Светлый фон

Конкин начал кашлять, в банке захлюпало, и Шура произнесла:

— Видите, воздух выходит. Больно? Очень хорошо. Это расправляется легкое. Еще больней будет, когда отсосом станем откачивать.

Исповедуя принцип: «Пациент должен знать, что с ним происходит», — добавила, что через два дня, когда плевральный мешок начнет прилегать, она не разрешит открыть рта, а сейчас — кашлять, кашлять и разговаривать.

Выходя в коридор, приказала уже обоим: разговаривая, не касаться плохих служебных дел.

— Поскольку нет хороших, — улыбнулся Сергей, — будем молчать.

— Как нет хороших?! — окрысился Конкин. — Эх, заправляй районом не вы, а ваша супруга! Вот бы с кем сработаться!

«Все-таки удивительное хамло, хоть и больной! — думал Голиков. — Да, час назад доходил от кислородного голода. Да, был багровый и синий. «Синюшный», по словам Шуры. Но зачем мне это вечное его уже спекулятивное амплуа прямака-разоблачителя?»

— Не нравится! — констатировал Конкин. — Прокакаете переселенцев, тогда понравится!

В банке булькало. Сергей сказал:

— Решили лечиться — для того и орете, пускаете бульбы.

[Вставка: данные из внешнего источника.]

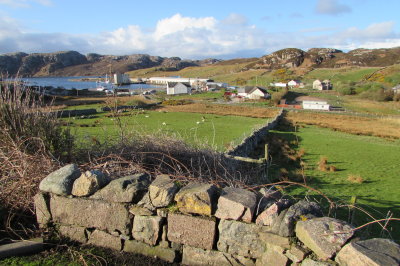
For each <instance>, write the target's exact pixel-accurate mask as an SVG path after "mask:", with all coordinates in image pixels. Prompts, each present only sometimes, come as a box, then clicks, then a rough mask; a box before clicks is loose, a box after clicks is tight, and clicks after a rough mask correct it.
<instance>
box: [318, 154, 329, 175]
mask: <svg viewBox="0 0 400 266" xmlns="http://www.w3.org/2000/svg"><path fill="white" fill-rule="evenodd" d="M318 170H320V171H323V172H326V171H328V158H327V157H326V156H321V158H320V159H319V162H318Z"/></svg>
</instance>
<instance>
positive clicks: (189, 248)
mask: <svg viewBox="0 0 400 266" xmlns="http://www.w3.org/2000/svg"><path fill="white" fill-rule="evenodd" d="M182 264H183V265H194V266H197V265H199V266H200V265H215V266H223V265H235V266H243V265H244V266H253V265H255V263H254V262H253V261H252V260H251V259H248V258H245V257H242V256H234V255H232V254H228V253H223V252H218V251H214V250H204V249H200V248H194V247H190V246H184V247H183V257H182Z"/></svg>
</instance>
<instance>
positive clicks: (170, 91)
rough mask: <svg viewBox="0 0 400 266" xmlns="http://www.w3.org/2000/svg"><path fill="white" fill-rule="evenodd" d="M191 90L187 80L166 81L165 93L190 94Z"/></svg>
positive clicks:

Конкин не ответил. Он был на том же взнесенном к облакам гребне, на котором вчера проводил исполком. Нет, был выше. Днем, умирая, видел он лицо в лицо свою прошедшую жизнь — содрогнулся от пустячности сделанного. Много шумел он в той жизни, вечно лез на рожон, а добивался успехов лишь одного-другого колхоза.

Но теперь возникало принципиально новое, невиданное, огромное! Разве не реально — так же, как вчера в Кореновском, поднять дух марксизма во всем районе? Район взбудоражен переездом, мысли разбужены, и народ отзовется на боевой призыв, как отозвался вчера в Кореновке.

А почему не реально, что откликнутся переселенцы и других районов?

Главное же, кто сказал, что ЦК, что лично Сталин не одобряет инициативу Дона, не призовут всех к такой же марксистской активности?!

Конечно, реально и другое. Квалификация «вождизм» со всеми последствиями… Жаль толкать на это Голикова, но еще жальче спокойные непартийным спокойствием станицы. Он, Конкин, любит Голикова, потому всегда бросается на него, тренирует. И сейчас — благо отпустило удушье, уходит к черту через трубочку — будет бросаться.

Сергей же шел сюда мирно посидеть у постели, сказать ласковые слова, в которых — известно всем — больные нуждаются; передать яблоки, которые, не вынув, так и держал теперь под халатом. Была у Сергея и тайная мысль: услышать о себе приятное, заслуженное позавчера в том же Кореновском. Разве там, в клубе, когда фактически деморализованные, никого уж не признающие колхозники отвергли пустошь, решили голосовать за трижды проклятый хутор Подгорнов, не именно он, не Сергей, убедил отказаться от пагубного шага и продолжать поиски?! Он редко бывал доволен собою, но там, даже в минуты самой речи, гордился своими дипломатичными доводами, и в голове во время речи мелькало: как будет хвалить его Степан Конкин, изумляться его находчивости. Хам с дыркой в боку!